Sempra exceeded Wall Street’s second-quarter profit projections because its U.S. utility operations performed well and the company maintained tight cost control. The San Diego-based energy infrastructure firm generated adjusted earnings of 89 cents per share which exceeded the 85-cent consensus predicted by LSEG data.
The Texas-based Oncor unit of Sempra received a 40% increase in interconnection requests while adding 20,000 new premises to its network and submitted a rate case application to recover storm-related expenses and fund upcoming capital expenditures. The company achieved a 7% decrease in operating and maintenance costs during the year which reached $1.24 billion.
Sempra received $600 million in new transmission grid project awards from California regulators while spending more than $1.2 billion on infrastructure upgrades during the quarter.
Sempra Infrastructure and Ecogas Mexican gas distribution arm received confirmation about their ongoing asset sale process from the company.

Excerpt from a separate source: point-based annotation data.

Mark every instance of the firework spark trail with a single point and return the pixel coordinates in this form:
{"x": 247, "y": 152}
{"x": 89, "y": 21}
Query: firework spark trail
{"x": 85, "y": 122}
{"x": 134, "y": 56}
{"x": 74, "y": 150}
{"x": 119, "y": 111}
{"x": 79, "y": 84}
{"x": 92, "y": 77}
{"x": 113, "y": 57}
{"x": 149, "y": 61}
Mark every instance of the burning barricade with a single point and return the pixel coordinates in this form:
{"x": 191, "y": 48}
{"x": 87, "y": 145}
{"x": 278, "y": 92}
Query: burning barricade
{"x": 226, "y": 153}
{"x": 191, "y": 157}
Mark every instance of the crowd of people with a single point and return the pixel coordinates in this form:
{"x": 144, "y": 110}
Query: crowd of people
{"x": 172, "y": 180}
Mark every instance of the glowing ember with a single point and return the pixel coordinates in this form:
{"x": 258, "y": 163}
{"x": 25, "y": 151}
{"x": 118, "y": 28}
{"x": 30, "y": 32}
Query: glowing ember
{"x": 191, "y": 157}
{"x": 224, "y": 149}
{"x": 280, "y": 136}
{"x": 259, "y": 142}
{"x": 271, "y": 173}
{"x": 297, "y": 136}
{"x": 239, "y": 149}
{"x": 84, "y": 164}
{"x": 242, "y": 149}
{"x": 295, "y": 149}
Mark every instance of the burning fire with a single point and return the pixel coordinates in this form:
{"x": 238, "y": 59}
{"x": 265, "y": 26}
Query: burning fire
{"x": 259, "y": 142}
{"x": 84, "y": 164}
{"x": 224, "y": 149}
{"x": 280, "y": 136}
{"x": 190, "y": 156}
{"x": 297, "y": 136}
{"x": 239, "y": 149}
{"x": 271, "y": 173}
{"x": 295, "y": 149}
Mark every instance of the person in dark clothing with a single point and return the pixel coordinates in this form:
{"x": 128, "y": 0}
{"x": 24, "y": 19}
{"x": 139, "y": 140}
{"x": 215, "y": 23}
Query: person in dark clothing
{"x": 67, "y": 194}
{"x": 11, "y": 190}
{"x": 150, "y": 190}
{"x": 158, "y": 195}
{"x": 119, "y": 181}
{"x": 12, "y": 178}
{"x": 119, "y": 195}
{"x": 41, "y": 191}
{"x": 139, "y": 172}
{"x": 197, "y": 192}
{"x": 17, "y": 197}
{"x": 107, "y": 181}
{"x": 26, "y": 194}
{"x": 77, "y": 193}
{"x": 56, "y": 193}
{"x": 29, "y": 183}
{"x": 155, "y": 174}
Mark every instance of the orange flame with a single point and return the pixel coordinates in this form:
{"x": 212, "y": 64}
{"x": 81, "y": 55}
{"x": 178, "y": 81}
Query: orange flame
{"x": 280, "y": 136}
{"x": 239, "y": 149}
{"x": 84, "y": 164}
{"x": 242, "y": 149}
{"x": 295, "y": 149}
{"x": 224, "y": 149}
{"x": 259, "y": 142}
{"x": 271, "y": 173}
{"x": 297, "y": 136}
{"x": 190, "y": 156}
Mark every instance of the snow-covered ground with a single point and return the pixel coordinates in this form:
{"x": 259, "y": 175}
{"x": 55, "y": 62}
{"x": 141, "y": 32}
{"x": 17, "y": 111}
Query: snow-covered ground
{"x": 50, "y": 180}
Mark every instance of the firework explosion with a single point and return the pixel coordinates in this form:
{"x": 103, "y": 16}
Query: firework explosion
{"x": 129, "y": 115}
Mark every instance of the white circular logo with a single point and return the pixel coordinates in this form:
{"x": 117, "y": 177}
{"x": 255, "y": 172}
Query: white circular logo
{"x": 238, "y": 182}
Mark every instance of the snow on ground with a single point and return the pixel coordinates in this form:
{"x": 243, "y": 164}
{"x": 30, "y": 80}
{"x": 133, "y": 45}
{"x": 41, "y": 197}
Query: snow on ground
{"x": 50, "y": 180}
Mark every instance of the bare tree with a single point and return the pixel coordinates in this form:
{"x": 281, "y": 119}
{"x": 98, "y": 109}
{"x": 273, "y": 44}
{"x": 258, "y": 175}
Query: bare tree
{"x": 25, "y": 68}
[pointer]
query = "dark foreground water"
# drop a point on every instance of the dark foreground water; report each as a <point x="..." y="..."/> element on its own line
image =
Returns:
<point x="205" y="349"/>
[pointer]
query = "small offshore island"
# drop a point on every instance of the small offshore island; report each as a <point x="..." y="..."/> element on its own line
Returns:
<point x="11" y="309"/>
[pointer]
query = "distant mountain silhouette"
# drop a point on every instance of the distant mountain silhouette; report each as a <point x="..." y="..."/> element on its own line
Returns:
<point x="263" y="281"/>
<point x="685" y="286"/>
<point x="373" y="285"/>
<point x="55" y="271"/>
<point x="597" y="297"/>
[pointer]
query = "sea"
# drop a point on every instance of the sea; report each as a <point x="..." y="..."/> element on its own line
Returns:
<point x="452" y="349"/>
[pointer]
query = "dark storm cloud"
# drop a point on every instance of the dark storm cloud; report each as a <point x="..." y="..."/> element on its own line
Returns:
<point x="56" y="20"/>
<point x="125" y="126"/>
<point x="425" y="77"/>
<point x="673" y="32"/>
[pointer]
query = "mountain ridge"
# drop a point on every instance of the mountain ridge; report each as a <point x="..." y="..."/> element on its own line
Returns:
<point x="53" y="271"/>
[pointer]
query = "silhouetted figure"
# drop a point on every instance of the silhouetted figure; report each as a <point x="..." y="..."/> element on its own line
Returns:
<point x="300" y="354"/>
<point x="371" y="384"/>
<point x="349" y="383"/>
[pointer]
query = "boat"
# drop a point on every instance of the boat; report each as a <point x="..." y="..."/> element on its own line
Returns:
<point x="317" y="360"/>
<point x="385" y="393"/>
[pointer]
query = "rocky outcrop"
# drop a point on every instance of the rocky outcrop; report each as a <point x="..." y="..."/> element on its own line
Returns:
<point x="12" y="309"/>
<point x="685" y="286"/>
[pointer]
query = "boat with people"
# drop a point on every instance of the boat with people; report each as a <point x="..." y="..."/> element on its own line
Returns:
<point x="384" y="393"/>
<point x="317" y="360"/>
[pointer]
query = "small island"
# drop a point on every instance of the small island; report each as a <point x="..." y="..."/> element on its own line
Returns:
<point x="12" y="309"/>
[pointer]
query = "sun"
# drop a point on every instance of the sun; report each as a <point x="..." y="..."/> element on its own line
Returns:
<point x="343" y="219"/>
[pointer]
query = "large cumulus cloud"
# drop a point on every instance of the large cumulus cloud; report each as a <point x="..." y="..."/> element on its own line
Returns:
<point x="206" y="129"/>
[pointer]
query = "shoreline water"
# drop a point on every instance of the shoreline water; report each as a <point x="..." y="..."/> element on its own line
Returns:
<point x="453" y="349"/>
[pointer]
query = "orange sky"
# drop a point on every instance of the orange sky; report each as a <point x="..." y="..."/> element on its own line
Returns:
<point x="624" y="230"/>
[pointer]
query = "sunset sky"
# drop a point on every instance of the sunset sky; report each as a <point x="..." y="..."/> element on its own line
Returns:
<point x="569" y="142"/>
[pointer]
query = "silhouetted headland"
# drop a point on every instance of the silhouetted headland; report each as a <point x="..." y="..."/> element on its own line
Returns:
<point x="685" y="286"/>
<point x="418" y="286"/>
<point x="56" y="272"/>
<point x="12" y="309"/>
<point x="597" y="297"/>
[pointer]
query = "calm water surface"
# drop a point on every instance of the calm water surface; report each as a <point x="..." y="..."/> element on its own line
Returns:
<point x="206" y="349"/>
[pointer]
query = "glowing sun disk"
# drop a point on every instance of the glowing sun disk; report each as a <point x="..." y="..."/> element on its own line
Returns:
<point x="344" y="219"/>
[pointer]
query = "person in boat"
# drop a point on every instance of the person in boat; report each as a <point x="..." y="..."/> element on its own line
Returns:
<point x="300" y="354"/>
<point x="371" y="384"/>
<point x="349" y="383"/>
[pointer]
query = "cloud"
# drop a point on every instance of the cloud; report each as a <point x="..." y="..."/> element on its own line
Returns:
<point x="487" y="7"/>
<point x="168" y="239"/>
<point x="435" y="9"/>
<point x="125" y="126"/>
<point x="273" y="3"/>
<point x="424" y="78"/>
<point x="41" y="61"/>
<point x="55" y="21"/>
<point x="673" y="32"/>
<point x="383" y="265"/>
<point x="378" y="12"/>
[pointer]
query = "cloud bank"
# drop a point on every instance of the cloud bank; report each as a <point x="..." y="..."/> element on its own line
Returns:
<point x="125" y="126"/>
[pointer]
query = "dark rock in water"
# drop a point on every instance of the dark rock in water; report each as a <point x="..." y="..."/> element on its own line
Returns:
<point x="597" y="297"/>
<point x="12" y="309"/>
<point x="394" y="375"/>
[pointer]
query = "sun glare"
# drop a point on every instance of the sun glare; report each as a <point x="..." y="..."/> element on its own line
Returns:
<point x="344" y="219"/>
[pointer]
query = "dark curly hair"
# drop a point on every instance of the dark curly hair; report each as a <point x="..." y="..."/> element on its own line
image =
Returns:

The expected mid-2026 completion of these deals will generate funds that will support Sempra’s utility-focused business strategy.
Sempra continues to expand its core utility assets because electricity demand grows rapidly due to data center operations and electrification trends. The company maintained its dedication to long-term capital discipline and grid reliability which has found favor with investors.
The company’s stock price increased by 1.5% during the first part of Thursday’s trading session after the results were announced.